Kejaksaan Agung Republik Indonesia telah menetapkan Nadiem Makarim sebagai tersangka dalam kasus dugaan korupsi terkait pengadaan laptop Chromebook. Penetapan ini menjadi sorotan, mengingat kerugian negara yang ditaksir mencapai Rp 1,98 triliun diuji melalui berbagai bukti dan kesaksian yang muncul di publik.
Kasus ini berawal pada Februari 2020, ketika Nadiem Makarim yang saat itu menjabat sebagai Menteri Pendidikan dan Kebudayaan mengadakan pertemuan dengan perwakilan dari Google Indonesia. Dalam pertemuan tersebut, mereka membahas kemungkinan penggunaan produk Google dalam program Google O-Education yang bertujuan meningkatkan kualitas pendidikan di Indonesia.
Diskusi ini berfokus pada pemanfaatan Chromebook sebagai alat bantu pendidikan bagi para siswa di berbagai daerah, terutama wilayah yang kesulitan mengakses teknologi yang lebih maju. Dengan harapan, pengadaan ini dapat meningkatkan pendidikan di Indonesia yang dikenal masih menghadapi banyak tantangan.
Pertemuan yang Mengundang Kontroversi di Kementerian Pendidikan
Dalam pertemuan-pertemuan lanjutan, Nadiem dan timnya sepakat untuk melanjutkan rencana pengadaan laptop Chromebook. Kesepakatan ini didasarkan pada keinginan untuk menyediakan alat teknologi informasi dan komunikasi (TIK) yang efisien dan terjangkau bagi para siswa.
Pada 6 Mei 2020, Nadiem mengadakan rapat tertutup secara daring bersama para pejabat di Kementerian Pendidikan. Rapat ini diadakan untuk merumuskan langkah-langkah strategis dalam pengadaan alat TIK, yang diwajibkan untuk menggunakan Chromebook sesuai instruksi yang dikeluarkan oleh Nadiem sendiri.

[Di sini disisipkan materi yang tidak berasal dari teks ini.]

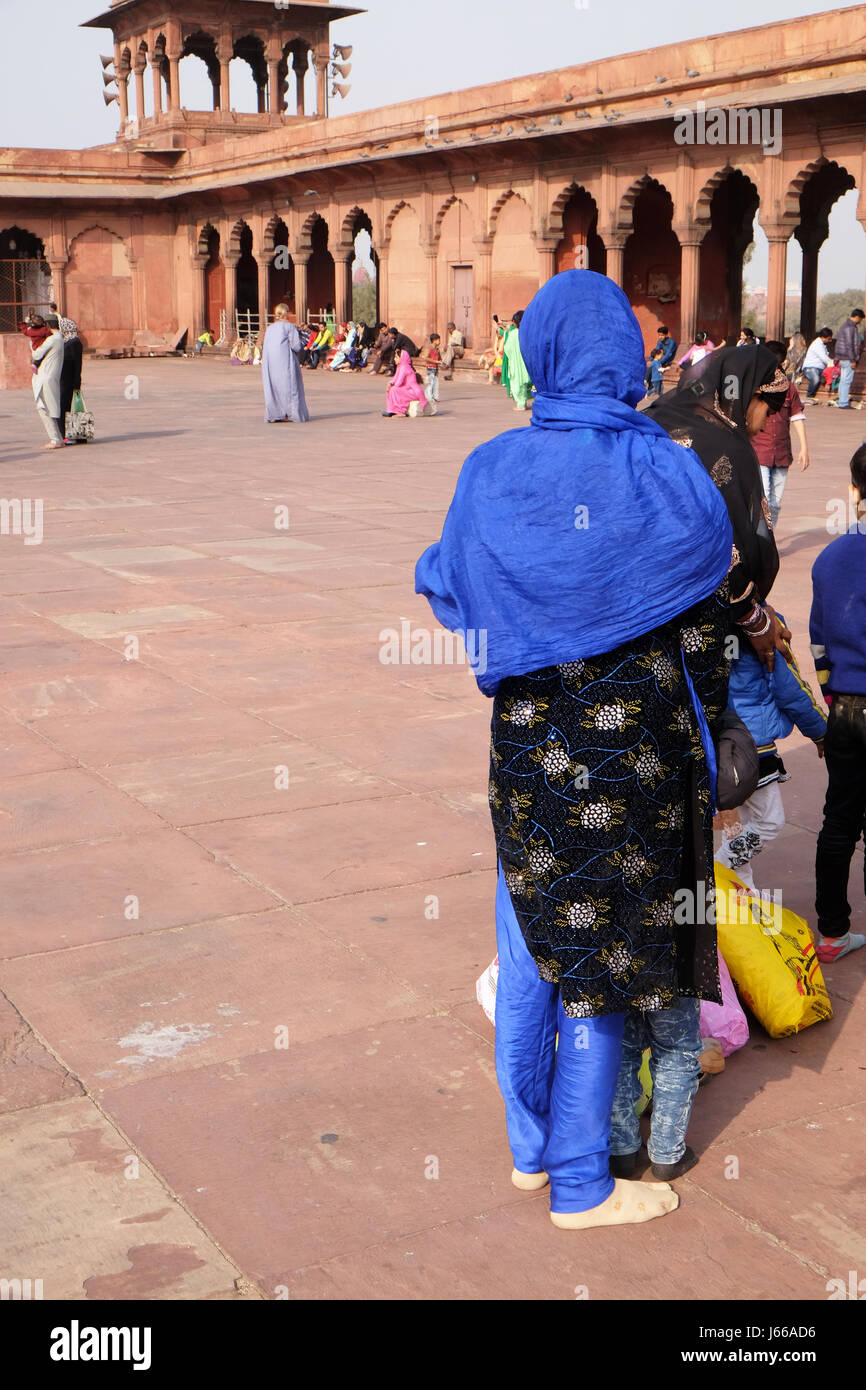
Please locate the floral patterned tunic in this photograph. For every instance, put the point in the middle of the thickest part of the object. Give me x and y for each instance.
(601, 805)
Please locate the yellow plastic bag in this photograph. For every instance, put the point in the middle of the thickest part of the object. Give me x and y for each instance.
(770, 955)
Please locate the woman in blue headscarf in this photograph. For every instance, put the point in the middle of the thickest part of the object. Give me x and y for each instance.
(584, 562)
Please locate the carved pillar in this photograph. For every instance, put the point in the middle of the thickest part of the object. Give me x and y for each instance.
(139, 86)
(174, 81)
(231, 295)
(156, 63)
(342, 280)
(431, 252)
(264, 287)
(321, 85)
(690, 281)
(224, 53)
(300, 285)
(123, 93)
(199, 296)
(57, 267)
(776, 281)
(546, 259)
(615, 245)
(484, 289)
(300, 64)
(274, 93)
(382, 285)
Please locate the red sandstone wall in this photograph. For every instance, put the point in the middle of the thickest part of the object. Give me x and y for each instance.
(515, 280)
(407, 277)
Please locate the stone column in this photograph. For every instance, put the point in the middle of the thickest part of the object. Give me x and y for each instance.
(157, 86)
(231, 295)
(57, 266)
(300, 64)
(300, 260)
(174, 81)
(615, 245)
(321, 85)
(484, 289)
(139, 88)
(808, 300)
(342, 282)
(382, 284)
(123, 93)
(274, 93)
(776, 282)
(224, 53)
(690, 284)
(264, 287)
(546, 259)
(199, 296)
(431, 252)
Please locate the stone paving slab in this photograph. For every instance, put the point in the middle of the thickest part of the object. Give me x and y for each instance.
(255, 644)
(168, 1001)
(72, 1218)
(67, 897)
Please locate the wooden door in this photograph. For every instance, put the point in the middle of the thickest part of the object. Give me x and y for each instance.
(462, 300)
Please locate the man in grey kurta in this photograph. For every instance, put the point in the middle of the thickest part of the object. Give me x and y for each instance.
(47, 359)
(284, 395)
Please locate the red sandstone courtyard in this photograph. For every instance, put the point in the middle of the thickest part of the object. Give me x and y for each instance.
(248, 876)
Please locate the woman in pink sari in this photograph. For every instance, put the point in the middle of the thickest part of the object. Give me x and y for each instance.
(403, 389)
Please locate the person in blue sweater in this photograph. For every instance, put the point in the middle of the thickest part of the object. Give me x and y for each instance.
(770, 704)
(838, 645)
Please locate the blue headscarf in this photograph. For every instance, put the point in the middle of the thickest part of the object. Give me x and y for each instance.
(588, 528)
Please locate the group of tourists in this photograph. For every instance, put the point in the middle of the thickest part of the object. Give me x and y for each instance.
(56, 362)
(503, 362)
(608, 658)
(378, 350)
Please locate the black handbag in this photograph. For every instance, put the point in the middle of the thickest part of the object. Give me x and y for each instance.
(738, 765)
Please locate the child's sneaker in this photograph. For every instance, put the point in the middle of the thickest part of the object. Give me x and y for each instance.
(665, 1172)
(833, 948)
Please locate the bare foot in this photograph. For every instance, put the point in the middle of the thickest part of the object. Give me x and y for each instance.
(528, 1182)
(628, 1204)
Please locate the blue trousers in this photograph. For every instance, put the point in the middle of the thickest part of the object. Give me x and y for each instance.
(673, 1037)
(558, 1101)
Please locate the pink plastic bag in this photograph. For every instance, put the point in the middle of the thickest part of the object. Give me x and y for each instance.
(485, 990)
(726, 1020)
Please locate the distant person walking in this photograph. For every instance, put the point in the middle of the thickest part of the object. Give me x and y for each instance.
(848, 348)
(816, 362)
(701, 348)
(284, 394)
(773, 444)
(837, 631)
(47, 369)
(455, 348)
(520, 382)
(72, 357)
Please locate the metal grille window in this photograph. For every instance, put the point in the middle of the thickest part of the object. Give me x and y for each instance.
(25, 287)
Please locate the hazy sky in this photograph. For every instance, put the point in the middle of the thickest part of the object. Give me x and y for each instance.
(402, 49)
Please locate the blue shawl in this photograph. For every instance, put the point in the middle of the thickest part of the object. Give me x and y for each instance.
(588, 528)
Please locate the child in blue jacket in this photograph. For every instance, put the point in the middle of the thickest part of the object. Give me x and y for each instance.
(769, 705)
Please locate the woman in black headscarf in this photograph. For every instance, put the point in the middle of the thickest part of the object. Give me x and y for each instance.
(715, 410)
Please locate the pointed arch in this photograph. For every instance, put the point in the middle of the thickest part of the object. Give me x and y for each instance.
(395, 211)
(498, 207)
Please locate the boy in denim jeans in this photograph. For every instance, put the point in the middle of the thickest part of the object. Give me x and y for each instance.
(673, 1037)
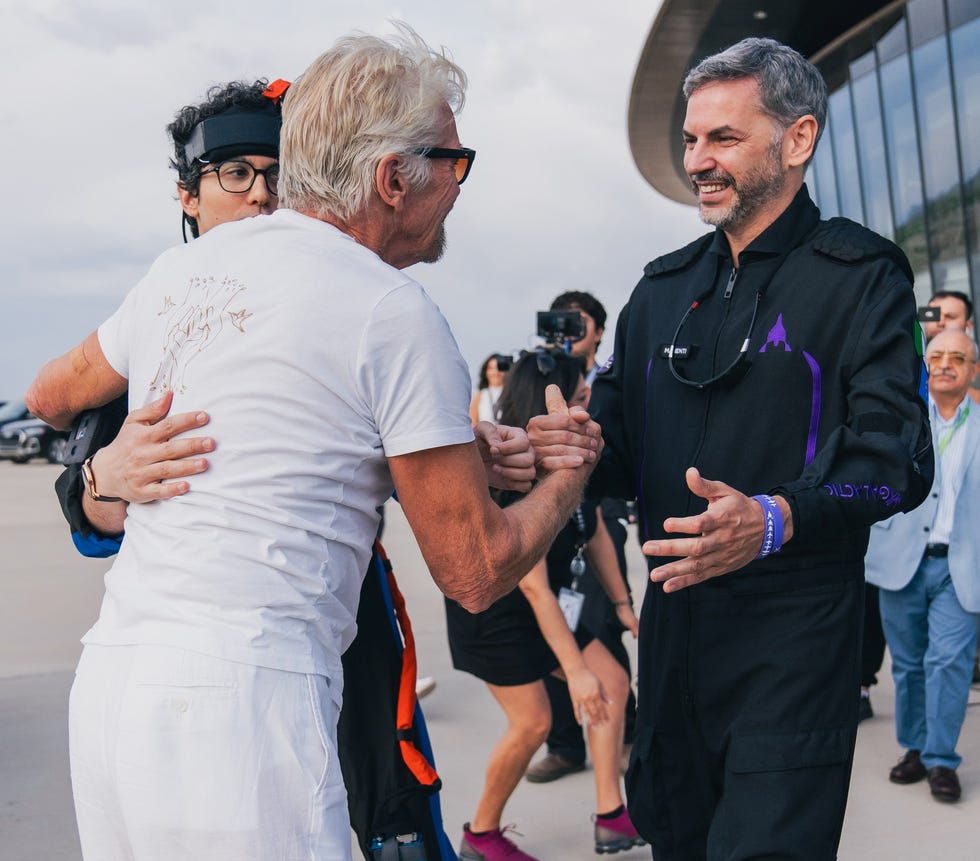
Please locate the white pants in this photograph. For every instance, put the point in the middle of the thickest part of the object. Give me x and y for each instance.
(176, 755)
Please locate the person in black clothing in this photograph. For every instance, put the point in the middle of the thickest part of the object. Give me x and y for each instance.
(762, 406)
(566, 745)
(524, 637)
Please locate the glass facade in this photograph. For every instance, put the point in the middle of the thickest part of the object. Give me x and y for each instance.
(901, 151)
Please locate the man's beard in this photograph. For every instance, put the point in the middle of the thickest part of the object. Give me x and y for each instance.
(758, 187)
(436, 248)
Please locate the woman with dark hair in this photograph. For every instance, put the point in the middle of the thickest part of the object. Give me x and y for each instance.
(483, 407)
(534, 631)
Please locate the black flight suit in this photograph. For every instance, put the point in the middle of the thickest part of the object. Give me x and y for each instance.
(748, 682)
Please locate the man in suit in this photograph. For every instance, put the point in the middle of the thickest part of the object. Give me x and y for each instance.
(927, 565)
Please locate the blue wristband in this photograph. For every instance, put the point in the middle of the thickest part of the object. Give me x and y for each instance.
(772, 536)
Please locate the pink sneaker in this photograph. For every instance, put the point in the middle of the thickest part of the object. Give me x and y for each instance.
(616, 835)
(491, 846)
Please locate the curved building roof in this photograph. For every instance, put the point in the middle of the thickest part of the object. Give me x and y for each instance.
(684, 32)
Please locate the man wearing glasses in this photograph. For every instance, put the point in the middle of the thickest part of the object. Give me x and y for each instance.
(927, 565)
(762, 407)
(213, 675)
(226, 154)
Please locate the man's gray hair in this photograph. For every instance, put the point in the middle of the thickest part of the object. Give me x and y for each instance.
(363, 99)
(790, 86)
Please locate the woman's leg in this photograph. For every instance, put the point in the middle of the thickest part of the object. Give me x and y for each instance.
(528, 720)
(606, 741)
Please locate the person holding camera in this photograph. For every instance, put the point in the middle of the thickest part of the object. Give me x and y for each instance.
(566, 745)
(763, 408)
(227, 609)
(537, 630)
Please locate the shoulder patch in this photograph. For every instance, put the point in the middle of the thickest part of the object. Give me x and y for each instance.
(678, 259)
(847, 241)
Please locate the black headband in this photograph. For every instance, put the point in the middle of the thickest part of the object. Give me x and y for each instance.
(236, 132)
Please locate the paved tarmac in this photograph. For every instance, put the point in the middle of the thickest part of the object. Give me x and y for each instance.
(50, 595)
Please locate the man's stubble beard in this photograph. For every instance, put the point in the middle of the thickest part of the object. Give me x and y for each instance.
(436, 248)
(757, 188)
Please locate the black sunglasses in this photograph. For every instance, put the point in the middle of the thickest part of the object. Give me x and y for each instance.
(463, 159)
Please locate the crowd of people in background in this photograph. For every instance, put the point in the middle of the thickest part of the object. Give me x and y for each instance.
(799, 455)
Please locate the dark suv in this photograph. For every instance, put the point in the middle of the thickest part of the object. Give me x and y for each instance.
(22, 436)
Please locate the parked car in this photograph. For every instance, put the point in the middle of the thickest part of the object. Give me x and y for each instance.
(22, 436)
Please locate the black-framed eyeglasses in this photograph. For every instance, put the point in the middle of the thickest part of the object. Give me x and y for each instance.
(733, 373)
(462, 159)
(237, 177)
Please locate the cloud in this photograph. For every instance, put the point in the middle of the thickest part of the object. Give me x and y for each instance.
(554, 201)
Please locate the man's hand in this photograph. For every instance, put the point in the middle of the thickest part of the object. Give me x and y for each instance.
(588, 697)
(136, 463)
(726, 537)
(564, 438)
(507, 456)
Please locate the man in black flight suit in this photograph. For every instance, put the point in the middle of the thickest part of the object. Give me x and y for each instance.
(762, 407)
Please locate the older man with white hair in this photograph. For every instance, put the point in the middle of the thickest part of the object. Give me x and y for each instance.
(203, 715)
(927, 564)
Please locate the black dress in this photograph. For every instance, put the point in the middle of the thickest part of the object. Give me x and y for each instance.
(503, 645)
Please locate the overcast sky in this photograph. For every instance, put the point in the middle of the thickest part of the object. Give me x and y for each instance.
(554, 201)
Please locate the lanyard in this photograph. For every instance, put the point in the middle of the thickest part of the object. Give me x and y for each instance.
(947, 437)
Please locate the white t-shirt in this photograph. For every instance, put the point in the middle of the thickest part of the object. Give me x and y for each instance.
(316, 362)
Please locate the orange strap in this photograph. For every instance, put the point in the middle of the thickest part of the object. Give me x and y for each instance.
(276, 90)
(416, 762)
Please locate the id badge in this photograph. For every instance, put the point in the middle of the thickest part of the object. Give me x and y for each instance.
(571, 603)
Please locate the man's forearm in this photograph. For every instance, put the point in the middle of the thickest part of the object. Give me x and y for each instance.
(522, 535)
(106, 518)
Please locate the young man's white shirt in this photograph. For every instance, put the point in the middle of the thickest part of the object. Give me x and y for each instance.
(315, 361)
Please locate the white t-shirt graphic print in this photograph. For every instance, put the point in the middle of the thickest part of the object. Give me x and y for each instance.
(316, 361)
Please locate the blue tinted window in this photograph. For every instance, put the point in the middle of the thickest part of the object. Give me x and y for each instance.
(823, 177)
(872, 155)
(904, 173)
(966, 67)
(940, 166)
(845, 154)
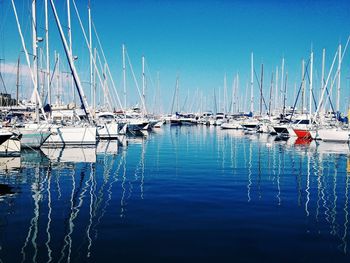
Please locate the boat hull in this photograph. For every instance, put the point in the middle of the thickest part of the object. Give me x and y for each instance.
(302, 134)
(71, 136)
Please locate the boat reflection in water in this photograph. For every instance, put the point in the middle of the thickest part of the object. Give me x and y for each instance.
(71, 154)
(162, 193)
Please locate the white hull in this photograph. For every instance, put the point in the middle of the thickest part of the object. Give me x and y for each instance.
(108, 130)
(72, 154)
(11, 147)
(334, 135)
(107, 147)
(71, 136)
(33, 138)
(231, 125)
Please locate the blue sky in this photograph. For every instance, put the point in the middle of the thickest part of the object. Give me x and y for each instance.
(200, 41)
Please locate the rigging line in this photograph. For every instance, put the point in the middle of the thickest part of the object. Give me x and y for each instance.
(2, 81)
(90, 52)
(137, 85)
(301, 84)
(109, 72)
(172, 104)
(260, 89)
(313, 95)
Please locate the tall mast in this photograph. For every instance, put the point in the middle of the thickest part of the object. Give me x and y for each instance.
(271, 87)
(276, 90)
(303, 97)
(177, 94)
(35, 57)
(282, 78)
(323, 69)
(17, 82)
(47, 53)
(284, 93)
(90, 44)
(124, 76)
(94, 82)
(70, 45)
(252, 84)
(236, 92)
(311, 83)
(338, 83)
(143, 82)
(225, 93)
(71, 64)
(36, 93)
(261, 87)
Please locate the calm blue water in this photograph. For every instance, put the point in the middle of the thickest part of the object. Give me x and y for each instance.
(189, 194)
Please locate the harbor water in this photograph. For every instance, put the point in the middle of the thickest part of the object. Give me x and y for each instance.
(179, 194)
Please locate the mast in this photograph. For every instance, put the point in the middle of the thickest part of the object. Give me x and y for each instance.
(143, 82)
(71, 64)
(284, 93)
(303, 97)
(90, 45)
(261, 87)
(225, 93)
(282, 78)
(36, 93)
(70, 45)
(47, 53)
(177, 94)
(35, 57)
(17, 81)
(323, 69)
(94, 82)
(271, 87)
(252, 84)
(338, 82)
(124, 76)
(276, 90)
(311, 83)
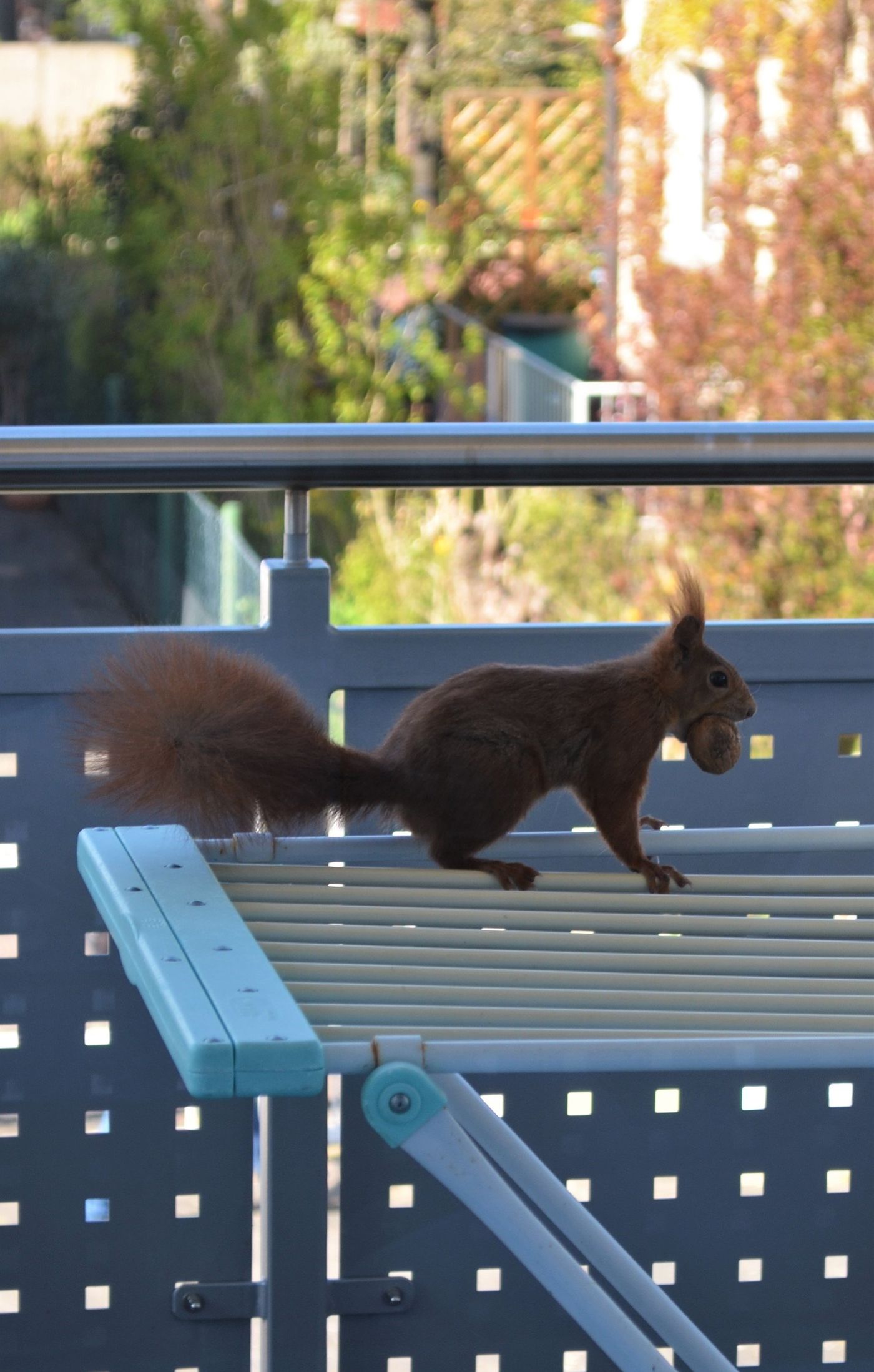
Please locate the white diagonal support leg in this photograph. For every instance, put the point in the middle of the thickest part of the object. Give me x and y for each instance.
(592, 1239)
(406, 1108)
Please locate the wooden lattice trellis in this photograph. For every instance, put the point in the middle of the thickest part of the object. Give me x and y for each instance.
(530, 155)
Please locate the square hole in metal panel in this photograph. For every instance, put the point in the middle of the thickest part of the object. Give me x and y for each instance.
(754, 1098)
(579, 1102)
(840, 1094)
(489, 1279)
(667, 1101)
(760, 747)
(664, 1188)
(494, 1102)
(836, 1266)
(850, 746)
(98, 1122)
(837, 1180)
(401, 1197)
(664, 1273)
(673, 751)
(579, 1188)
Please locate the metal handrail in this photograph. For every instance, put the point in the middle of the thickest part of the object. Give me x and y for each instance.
(318, 456)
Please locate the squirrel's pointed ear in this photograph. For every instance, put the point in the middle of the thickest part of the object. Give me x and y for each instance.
(687, 634)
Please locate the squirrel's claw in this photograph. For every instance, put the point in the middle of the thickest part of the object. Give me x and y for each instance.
(512, 876)
(659, 876)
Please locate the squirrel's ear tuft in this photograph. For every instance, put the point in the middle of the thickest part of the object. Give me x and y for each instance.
(688, 633)
(689, 600)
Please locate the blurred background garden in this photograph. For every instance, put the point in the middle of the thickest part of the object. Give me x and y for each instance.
(312, 212)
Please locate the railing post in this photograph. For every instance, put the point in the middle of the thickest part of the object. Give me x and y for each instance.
(231, 523)
(581, 401)
(297, 541)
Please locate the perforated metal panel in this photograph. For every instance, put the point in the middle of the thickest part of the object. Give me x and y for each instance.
(700, 1160)
(113, 1183)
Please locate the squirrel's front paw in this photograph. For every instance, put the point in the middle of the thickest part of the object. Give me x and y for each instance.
(659, 876)
(651, 822)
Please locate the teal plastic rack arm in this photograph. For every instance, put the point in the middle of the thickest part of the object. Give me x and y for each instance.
(228, 1021)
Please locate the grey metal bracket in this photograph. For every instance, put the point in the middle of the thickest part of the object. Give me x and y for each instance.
(248, 1300)
(370, 1296)
(221, 1301)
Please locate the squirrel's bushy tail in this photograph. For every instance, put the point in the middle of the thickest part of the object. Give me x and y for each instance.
(219, 741)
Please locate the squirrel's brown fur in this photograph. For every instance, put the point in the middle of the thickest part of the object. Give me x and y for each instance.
(217, 740)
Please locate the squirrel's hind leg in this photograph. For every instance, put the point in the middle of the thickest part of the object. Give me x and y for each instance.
(512, 876)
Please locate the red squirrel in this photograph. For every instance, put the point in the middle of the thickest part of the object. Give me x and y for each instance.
(217, 739)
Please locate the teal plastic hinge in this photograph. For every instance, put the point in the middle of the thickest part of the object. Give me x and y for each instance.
(398, 1099)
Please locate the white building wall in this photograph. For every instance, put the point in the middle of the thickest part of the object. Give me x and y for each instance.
(64, 88)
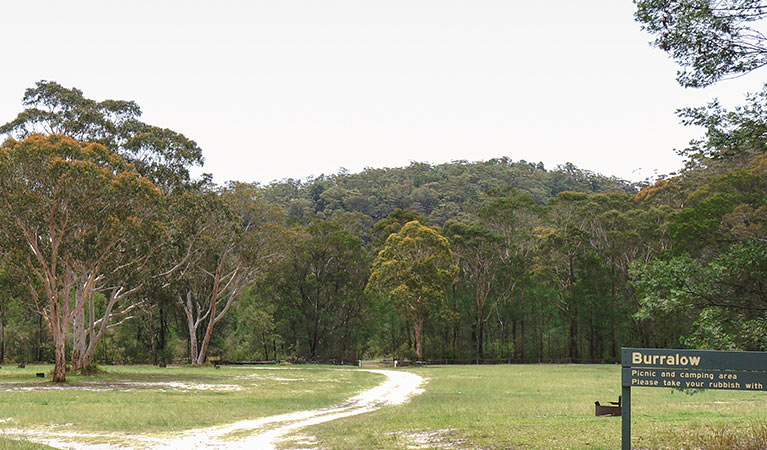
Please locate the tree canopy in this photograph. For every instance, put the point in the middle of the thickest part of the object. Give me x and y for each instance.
(710, 39)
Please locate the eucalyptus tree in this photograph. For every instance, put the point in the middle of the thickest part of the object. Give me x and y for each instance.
(219, 243)
(711, 39)
(319, 290)
(479, 259)
(513, 218)
(159, 154)
(412, 270)
(70, 216)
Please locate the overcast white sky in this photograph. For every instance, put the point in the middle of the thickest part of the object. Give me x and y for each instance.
(277, 89)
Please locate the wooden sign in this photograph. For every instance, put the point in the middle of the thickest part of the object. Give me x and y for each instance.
(687, 369)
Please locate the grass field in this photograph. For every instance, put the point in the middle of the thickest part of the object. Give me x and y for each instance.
(539, 407)
(488, 407)
(150, 399)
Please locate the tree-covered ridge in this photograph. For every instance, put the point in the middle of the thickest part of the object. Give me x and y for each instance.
(492, 260)
(440, 192)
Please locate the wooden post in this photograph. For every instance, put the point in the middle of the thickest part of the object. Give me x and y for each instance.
(626, 418)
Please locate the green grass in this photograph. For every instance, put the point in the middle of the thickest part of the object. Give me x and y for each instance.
(138, 399)
(540, 407)
(488, 407)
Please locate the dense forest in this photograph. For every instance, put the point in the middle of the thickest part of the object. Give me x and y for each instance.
(111, 253)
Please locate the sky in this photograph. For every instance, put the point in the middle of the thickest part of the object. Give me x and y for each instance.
(293, 89)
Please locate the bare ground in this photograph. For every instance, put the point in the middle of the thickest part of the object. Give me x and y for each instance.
(263, 433)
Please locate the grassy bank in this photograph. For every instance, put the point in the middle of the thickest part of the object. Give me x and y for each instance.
(156, 400)
(539, 407)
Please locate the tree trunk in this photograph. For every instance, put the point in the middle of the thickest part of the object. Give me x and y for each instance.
(2, 337)
(78, 339)
(418, 329)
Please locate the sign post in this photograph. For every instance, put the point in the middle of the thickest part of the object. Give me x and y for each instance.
(687, 369)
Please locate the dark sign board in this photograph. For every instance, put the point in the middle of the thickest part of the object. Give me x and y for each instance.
(687, 369)
(693, 359)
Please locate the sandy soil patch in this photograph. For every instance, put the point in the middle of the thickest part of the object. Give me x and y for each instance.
(263, 433)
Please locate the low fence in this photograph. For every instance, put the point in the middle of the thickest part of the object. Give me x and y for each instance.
(430, 361)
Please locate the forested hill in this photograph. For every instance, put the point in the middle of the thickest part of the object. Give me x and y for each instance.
(440, 192)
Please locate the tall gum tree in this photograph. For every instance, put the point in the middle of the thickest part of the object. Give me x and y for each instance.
(159, 154)
(219, 244)
(413, 269)
(69, 214)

Penting untuk dicatat bahwa sebelumnya, menteri pendidikan yang menjabat, Muhadjir Effendi, tidak menanggapi surat dari Google terkait pengadaan ini. Hal ini menunjukkan adanya pergeseran dalam kebijakan dan pendekatan Kementerian Pendidikan di bawah kepemimpinan Nadiem.
Proses Pengadaan yang Dipertanyakan
Setelah pertemuan tersebut, Nadiem merespons surat dari Google untuk berpartisipasi dalam pengadaan alat TIK, meskipun sejauh ini belum ada resapan kebijakan sebelumnya. Proyek pengadaan tersebut diharapkan dapat memenuhi kebutuhan siswa di wilayah terpencil, tetapi faktanya, banyak yang mempertanyakan efektivitasnya.
“Dengan pengadaan yang berfokus pada Chromebook, kami memastikan bahwa spesifikasi alat TIK akan terjaga,” ungkap sumber dari Kementerian. Langkah ini dinilai kontroversial, mengingat pendekatan serupa tahun sebelumnya berakhir dengan kegagalan.
Tim teknis dari Kementerian kemudian menyusun kajian review teknis dan spesifikasi teknis yang sangat fokus pada penggunaan Chrome OS. Banyak yang merasa langkah ini berpotensi merugikan, sebab tidak ada alternatif yang dipertimbangkan dalam proses pengadaan tersebut.
Regulasi Baru yang Mengikat Spesifikasi TIK
Di bulan Februari 2021, Nadiem Makarim menerbitkan Permendikbud Nomor 5 Tahun 2021 mengenai petunjuk operasional dana alokasi khusus fisik di bidang pendidikan. Dalam lampiran peraturan tersebut, tercantum spesifikasi yang sudah terfokus pada penggunaan Chrome OS, mengunci pilihan bagi pihak yang akan mengadakan pengadaan alat TIK.
Regulasi ini semakin memunculkan pertanyaan, apakah kebijakan tersebut benar-benar mencerminkan kepentingan terbaik bagi pendidikan di Indonesia ataukah lebih mengedepankan kepentingan tertentu. Perdebatan ini semakin rumit dengan munculnya berbagai suara skeptis dari masyarakat dan dunia pendidikan.
Sebagai hasil investigasi ini, banyak pihak kini menunggu hasil dari proses hukum yang akan dihadapi oleh Nadiem Makarim. Melanjutkan kasus ini menjadi penting untuk memastikan tidak ada lagi yang melanggar etika dalam pengadaan barang dan jasa di Kementerian Pendidikan.